Faculteit der aard- en levenswetenschappen (cluster diepe aarde), Vrije Universiteit Amsterdam, Holland.
Am J Phys Anthropol. 2017 Jan;162(1):90-102. doi: 10.1002/ajpa.23099. Epub 2016 Sep 15.
The differences in trace element concentrations among 19 different bone elements procured from 10 archaeologically derived human skeletons have been investigated. The 10 individuals are dated archaeologically and some by radiocarbon dating to the medieval and post-medieval period, an interval from ca. AD 1150 to ca. AD 1810. This study is relevant for two reasons. First, most archaeometric studies analyze only one bone sample from each individual; so to what degree are the bones in the human body equal in trace element chemistry? Second, differences in turnover time of the bone elements makes the cortical tissues record the trace element concentrations in equilibrium with the blood stream over a longer time earlier in life than the trabecular. Therefore, any differences in trace element concentrations between the bone elements can yield what can be termed a chemical life history of the individual, revealing changes in diet, provenance, or medication throughout life.

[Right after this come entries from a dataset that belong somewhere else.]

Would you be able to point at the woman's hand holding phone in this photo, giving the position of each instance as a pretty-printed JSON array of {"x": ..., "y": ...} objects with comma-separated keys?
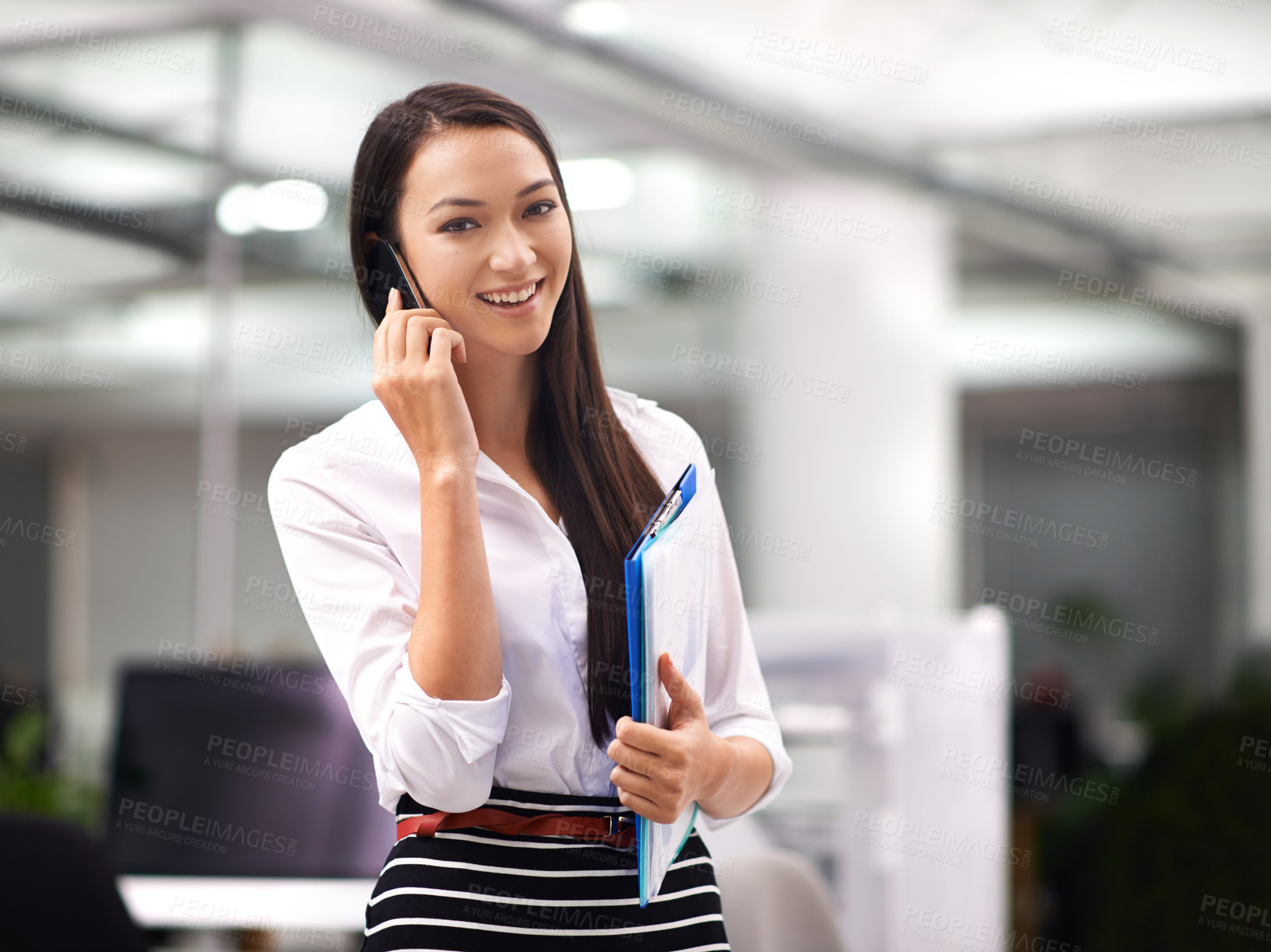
[{"x": 415, "y": 379}]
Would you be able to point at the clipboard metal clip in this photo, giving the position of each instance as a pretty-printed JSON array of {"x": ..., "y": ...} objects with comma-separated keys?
[{"x": 669, "y": 508}]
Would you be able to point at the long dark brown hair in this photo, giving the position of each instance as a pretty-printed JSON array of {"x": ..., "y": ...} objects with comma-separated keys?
[{"x": 584, "y": 457}]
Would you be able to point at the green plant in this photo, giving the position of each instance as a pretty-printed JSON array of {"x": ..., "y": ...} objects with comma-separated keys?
[{"x": 27, "y": 787}]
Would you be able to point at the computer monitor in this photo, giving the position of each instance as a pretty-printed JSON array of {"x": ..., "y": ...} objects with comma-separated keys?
[{"x": 242, "y": 767}]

Thorough decontamination and strict exclusion of non-viable data has secured a dataset of high quality. The measurements were carried out using Inductively Coupled Plasma Mass Spectrometry (for Fe, Mn, Al, Ca, Mg, Na, Ba, Sr, Zn, Pb and As) and Cold Vapor Atomic Absorption Spectroscopy (for Hg) on ca. 20 mg samples.
Twelve major and trace elements have been measured on 19 bone elements from 10 different individuals interred at five cemeteries widely distributed in medieval and renaissance Denmark. The ranges of the concentrations of elements were: Na (2240-5660 µg g ), Mg (440-2490 µg g ), Al (9-2030 µg g ), Ca (22-36 wt. %), Mn (5-11450 µg g ), Fe (32-41850 µg g ), Zn (69-2610 µg g ), As (0.4-120 µg g ), Sr (101-815 µg g ), Ba (8-880 µg g ), Hg (7-78730 ng g ), and Pb (0.8-426 µg g ).

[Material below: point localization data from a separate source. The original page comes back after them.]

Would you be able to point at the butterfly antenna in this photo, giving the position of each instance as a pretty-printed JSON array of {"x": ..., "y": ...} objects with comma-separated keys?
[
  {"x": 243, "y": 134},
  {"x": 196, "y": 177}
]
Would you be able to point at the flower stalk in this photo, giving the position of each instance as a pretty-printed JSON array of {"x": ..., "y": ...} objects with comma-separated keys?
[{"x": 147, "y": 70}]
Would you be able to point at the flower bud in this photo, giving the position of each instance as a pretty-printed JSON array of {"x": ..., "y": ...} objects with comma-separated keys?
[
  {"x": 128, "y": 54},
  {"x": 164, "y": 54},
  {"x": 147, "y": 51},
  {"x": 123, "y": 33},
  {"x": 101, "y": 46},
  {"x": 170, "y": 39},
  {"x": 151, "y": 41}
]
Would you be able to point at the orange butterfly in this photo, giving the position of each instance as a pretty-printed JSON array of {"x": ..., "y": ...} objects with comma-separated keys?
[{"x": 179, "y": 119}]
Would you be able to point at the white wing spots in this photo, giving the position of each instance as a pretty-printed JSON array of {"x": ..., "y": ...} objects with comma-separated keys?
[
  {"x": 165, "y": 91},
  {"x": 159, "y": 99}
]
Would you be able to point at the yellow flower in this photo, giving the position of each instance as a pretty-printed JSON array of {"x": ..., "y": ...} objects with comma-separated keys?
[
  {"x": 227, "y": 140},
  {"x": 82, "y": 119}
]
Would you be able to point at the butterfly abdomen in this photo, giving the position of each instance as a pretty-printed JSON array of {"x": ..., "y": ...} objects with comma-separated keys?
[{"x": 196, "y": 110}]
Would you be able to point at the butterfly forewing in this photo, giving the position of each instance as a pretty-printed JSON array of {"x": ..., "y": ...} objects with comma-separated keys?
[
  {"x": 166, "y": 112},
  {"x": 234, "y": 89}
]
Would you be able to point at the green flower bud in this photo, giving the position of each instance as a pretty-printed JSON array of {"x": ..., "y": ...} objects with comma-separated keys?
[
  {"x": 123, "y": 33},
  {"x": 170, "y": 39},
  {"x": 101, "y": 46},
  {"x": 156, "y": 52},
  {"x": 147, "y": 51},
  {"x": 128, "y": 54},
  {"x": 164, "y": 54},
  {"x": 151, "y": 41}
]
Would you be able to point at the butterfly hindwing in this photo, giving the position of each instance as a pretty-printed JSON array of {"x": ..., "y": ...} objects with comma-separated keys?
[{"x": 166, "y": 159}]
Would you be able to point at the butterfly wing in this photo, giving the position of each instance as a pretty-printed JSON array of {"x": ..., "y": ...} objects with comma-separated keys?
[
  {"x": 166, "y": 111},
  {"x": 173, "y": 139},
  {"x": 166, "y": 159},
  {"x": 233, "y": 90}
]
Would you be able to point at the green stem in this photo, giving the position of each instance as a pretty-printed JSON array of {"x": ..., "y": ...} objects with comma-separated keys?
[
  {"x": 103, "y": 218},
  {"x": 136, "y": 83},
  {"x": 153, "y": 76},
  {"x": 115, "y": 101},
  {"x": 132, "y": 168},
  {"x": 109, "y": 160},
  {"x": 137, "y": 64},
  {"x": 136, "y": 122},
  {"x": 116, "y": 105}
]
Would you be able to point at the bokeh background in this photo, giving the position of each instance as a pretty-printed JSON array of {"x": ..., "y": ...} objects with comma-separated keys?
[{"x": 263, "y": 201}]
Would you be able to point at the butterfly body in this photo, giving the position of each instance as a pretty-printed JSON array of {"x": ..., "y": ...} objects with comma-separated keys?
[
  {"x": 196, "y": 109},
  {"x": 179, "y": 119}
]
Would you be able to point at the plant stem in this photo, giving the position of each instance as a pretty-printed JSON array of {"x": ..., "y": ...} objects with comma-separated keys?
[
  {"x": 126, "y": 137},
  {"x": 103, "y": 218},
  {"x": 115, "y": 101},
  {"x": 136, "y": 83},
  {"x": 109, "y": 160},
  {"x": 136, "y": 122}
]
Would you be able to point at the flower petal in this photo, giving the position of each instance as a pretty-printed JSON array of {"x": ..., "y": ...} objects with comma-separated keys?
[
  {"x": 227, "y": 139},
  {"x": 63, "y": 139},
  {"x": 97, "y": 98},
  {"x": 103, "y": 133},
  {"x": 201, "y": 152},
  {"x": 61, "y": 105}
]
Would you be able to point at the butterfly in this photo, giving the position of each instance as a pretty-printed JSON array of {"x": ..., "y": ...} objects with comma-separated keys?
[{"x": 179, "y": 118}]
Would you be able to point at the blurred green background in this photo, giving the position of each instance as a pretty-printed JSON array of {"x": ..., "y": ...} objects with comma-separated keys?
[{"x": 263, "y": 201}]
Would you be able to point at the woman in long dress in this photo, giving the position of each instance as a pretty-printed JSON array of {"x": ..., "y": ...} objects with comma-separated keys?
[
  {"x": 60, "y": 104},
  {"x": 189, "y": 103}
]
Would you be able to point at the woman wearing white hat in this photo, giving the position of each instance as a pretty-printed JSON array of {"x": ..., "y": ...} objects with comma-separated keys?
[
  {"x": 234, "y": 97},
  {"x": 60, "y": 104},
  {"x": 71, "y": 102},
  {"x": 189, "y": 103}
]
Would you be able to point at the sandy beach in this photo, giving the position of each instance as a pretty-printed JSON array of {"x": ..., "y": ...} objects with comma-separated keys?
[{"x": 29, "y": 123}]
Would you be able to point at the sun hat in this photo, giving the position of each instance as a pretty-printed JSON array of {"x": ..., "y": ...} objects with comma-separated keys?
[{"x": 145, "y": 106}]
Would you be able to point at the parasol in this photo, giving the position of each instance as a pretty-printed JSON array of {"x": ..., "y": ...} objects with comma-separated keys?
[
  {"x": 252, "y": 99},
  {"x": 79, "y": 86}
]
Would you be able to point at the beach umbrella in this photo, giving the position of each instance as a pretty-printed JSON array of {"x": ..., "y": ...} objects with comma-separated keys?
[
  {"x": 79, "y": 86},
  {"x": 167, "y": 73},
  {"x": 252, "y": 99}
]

It is found that excess As is mainly of diagenetic origin. The results support that Ba and Sr concentrations are effective provenance or dietary indicators. Migrating behavior or changes in diet have been observed in four individuals; non-migratory or non-changing diet in six out of the 10 individuals studied. From the two most mobile (most changing diet) individuals in the study, it is deduced that the fastest turnover is seen in the trabecular tissues of the long bones and the hands and the feet, and that these bone elements have higher turnover rates than centrally placed trabecular bone tissue, such as from the ilium or the spine. Comparing Sr and published bone turnover times, it is concluded that the differences seen in Sr concentrations are not caused by diagenesis, but by changes of diet or provenance. Finally, it is concluded that there can be two viable interpretations of the Pb concentrations, which can either be seen as an indicator for social class or a temporal development of increased Pb exposure over the centuries.
对从10具考古发掘出的人类骨骼中获取的19种不同骨元素的微量元素浓度差异进行了研究。这10个人经过考古年代测定,部分还通过放射性碳年代测定法确定为中世纪和中世纪后期,时间跨度约为公元1150年至公元1810年。这项研究具有重要意义,原因有二。其一,大多数考古测量研究仅分析每个个体的一个骨样本;那么人体中的骨骼在微量元素化学方面究竟在多大程度上是相同的呢?其二,骨元素更新时间的差异使得皮质组织比小梁组织在生命早期更长时间内记录与血流平衡的微量元素浓度。因此,骨元素之间微量元素浓度的任何差异都可以得出个体的化学生活史,揭示其一生中饮食、来源或用药的变化。
经过彻底去污并严格排除无效数据,获得了高质量的数据集。使用电感耦合等离子体质谱法(用于测定铁、锰、铝、钙、镁、钠、钡、锶、锌、铅和砷)和冷蒸气原子吸收光谱法(用于测定汞)对约20毫克的样本进行测量。
对广泛分布于中世纪和文艺复兴时期丹麦的五个墓地中10个不同个体的19种骨元素测量了12种主要和微量元素。元素浓度范围为:钠(2240 - 5660微克/克)、镁(440 - 2490微克/克)、铝(9 - 2030微克/克)、钙(22 - 36重量%)、锰(5 - 11450微克/克)、铁(32 - 41850微克/克)、锌(69 - 2610微克/克)、砷(0.4 - 120微克/克)、锶(101 - 815微克/克)、钡(8 - 880微克/克)、汞(7 - 78730纳克/克)和铅(0.8 - 426微克/克)。
发现过量的砷主要源于成岩作用。结果表明钡和锶的浓度是有效的来源或饮食指标。在四个个体中观察到了迁移行为或饮食变化;在研究的10个个体中,有6个个体没有迁移或饮食没有变化。从研究中两个迁移性最强(饮食变化最大)的个体推断,长骨以及手和脚的小梁组织更新最快,并且这些骨元素的更新率高于诸如髂骨或脊柱等位于身体中部的小梁骨组织。将锶与已发表的骨更新时间进行比较后得出结论,锶浓度的差异不是由成岩作用引起的,而是由饮食或来源的变化导致的。最后得出结论,对于铅浓度有两种可行的解释,既可以将其视为社会阶层的指标,也可以看作是几个世纪以来铅暴露增加的时间发展情况。